Linda grew up in Manhattan, graduated from Hunter College High School and was an honors graduate of Willliam Smith College (Phi Beta Kappa) and New York University Law School (Order of the Coif). She began her legal career as a law clerk to a federal judge, and following that clerkship, she and her husband opened their own law practice in Smithtown. Since that time she has been in private practice and is currently a partner in the East Hampton law firm Ackerman, Pachman, Goldstein & Margolin, LLP. After many years as a commercial litigator, she now concentrates her practice on land use, real estate and zoning.
She is a member of the Suffolk County Bar Association where she has served as a director and a member of various committees, and of the New York State Bar Association where she has served as a member of the House of Delegates, chair of the General Practice Section and co-chair of the Land Use and Environmental Law Committee of the Real Property Section. Working within the Suffolk County Bar Association, she helped establish the Commercial Division of the Supreme Court in Suffolk County and for several years, was a contributing author to the prestigious treatise, “Commercial Litigation in the New York State Courts.” In addition, she has lectured on federal practice, land use and zoning and commercial topics for both the Suffolk Academy of Law and the state bar.

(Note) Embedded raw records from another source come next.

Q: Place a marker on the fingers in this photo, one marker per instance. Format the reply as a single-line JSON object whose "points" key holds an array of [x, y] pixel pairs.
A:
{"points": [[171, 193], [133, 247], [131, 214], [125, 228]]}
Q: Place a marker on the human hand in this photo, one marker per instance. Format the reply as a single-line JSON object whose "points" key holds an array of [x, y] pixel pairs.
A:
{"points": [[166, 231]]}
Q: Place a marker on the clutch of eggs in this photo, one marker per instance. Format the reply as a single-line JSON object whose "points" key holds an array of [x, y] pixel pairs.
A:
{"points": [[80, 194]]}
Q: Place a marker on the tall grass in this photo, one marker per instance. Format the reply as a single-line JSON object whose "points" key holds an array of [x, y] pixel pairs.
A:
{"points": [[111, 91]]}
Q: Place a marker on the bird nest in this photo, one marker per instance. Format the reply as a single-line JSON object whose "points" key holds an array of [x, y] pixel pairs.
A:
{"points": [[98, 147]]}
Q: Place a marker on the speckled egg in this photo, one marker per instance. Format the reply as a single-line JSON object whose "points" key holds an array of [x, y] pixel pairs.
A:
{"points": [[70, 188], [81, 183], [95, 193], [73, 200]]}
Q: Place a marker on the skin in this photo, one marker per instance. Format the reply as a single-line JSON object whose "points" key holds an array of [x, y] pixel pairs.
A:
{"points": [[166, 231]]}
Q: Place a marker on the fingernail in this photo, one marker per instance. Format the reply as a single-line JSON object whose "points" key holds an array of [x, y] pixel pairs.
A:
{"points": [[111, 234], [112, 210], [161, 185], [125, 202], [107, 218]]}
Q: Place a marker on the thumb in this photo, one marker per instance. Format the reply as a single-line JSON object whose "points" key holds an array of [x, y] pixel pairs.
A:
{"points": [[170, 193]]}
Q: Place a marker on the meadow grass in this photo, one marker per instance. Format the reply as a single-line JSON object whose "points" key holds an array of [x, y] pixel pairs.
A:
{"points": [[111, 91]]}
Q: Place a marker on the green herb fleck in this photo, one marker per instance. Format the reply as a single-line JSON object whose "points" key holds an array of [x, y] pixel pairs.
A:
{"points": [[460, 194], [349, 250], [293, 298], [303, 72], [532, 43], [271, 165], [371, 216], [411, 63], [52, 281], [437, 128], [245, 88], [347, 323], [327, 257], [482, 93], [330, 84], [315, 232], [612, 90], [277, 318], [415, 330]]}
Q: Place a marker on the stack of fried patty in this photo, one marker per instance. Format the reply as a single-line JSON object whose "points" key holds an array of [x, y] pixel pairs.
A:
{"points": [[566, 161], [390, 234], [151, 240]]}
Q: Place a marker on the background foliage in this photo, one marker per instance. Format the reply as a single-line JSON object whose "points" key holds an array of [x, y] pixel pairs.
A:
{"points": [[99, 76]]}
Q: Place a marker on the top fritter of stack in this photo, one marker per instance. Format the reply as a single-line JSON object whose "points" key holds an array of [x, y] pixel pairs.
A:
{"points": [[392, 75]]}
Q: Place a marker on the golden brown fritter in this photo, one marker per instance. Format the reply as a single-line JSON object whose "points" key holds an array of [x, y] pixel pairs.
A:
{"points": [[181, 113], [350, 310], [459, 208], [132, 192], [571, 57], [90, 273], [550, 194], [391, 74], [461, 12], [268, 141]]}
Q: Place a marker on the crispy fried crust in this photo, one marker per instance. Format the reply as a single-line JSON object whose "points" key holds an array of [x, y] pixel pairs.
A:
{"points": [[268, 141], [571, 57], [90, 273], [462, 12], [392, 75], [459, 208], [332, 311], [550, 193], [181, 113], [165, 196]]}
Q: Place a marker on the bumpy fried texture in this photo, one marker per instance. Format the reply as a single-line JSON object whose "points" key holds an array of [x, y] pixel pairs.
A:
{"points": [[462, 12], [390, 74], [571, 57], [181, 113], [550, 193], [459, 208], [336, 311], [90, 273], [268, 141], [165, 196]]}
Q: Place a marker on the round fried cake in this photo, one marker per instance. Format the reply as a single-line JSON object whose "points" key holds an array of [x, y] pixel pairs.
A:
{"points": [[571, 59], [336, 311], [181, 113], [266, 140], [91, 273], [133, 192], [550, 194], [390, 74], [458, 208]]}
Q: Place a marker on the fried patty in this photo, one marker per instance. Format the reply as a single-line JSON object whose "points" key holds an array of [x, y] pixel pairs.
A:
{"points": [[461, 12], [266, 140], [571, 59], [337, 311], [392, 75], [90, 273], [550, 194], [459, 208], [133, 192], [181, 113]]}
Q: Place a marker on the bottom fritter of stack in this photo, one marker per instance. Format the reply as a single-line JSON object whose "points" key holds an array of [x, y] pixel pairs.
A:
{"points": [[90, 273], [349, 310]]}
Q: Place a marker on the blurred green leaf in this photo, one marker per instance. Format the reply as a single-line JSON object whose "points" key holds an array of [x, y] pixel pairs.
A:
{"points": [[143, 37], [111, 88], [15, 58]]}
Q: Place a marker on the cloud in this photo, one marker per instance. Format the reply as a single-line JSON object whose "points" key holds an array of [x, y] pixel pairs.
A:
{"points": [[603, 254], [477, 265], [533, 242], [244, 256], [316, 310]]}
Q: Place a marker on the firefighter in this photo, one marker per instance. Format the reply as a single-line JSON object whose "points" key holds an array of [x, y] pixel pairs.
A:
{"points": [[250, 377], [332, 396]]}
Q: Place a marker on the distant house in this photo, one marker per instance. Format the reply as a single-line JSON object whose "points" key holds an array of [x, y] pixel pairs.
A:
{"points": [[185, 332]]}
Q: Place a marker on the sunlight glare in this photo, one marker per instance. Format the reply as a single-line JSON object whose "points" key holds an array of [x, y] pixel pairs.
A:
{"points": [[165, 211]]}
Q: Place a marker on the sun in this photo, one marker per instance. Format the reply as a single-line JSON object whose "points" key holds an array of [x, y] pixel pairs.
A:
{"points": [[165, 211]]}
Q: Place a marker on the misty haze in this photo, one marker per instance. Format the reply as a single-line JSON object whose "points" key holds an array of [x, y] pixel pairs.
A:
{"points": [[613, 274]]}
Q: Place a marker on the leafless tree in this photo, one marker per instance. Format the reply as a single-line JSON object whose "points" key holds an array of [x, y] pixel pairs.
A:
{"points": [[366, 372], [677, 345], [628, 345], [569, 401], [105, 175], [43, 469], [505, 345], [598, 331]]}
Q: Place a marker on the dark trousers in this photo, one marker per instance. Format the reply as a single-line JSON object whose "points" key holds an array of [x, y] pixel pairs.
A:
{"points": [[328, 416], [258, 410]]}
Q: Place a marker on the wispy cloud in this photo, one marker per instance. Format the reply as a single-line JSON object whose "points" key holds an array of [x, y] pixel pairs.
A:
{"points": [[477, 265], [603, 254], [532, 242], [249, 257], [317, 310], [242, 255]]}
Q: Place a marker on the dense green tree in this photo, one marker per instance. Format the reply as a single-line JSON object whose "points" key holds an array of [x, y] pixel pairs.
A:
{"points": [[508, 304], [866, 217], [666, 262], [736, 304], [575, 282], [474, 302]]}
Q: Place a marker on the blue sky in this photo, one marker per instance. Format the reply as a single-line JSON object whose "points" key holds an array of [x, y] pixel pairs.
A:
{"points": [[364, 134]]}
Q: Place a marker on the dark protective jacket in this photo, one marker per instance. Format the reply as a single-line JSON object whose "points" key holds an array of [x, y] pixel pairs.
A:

She has also given back to her community in other ways. She has served as the Chair of the Suffolk County Chapter of the New York Civil Liberties Union and as Judge Advocate for the Setauket Yacht Club (now the Port Jefferson Yacht Club). She was a longtime trustee of the Long Island Museum of Art, History and Carriages as well as its chair and currently serves as a Trustee Emeritus and as the community member of the museum’s Collections Committee. Over the past year, she has provided pro bono legal services to the Ward Melville Heritage Organization to assist in navigating the complex legal challenges involved in restoring the mill pond, dam and Harbor Road.
Linda and her husband Robert live in Setauket where she spends her “spare” time sailing and gardening. They are the proud parents of two sons and the joyful grandparents of a three-year old granddaughter.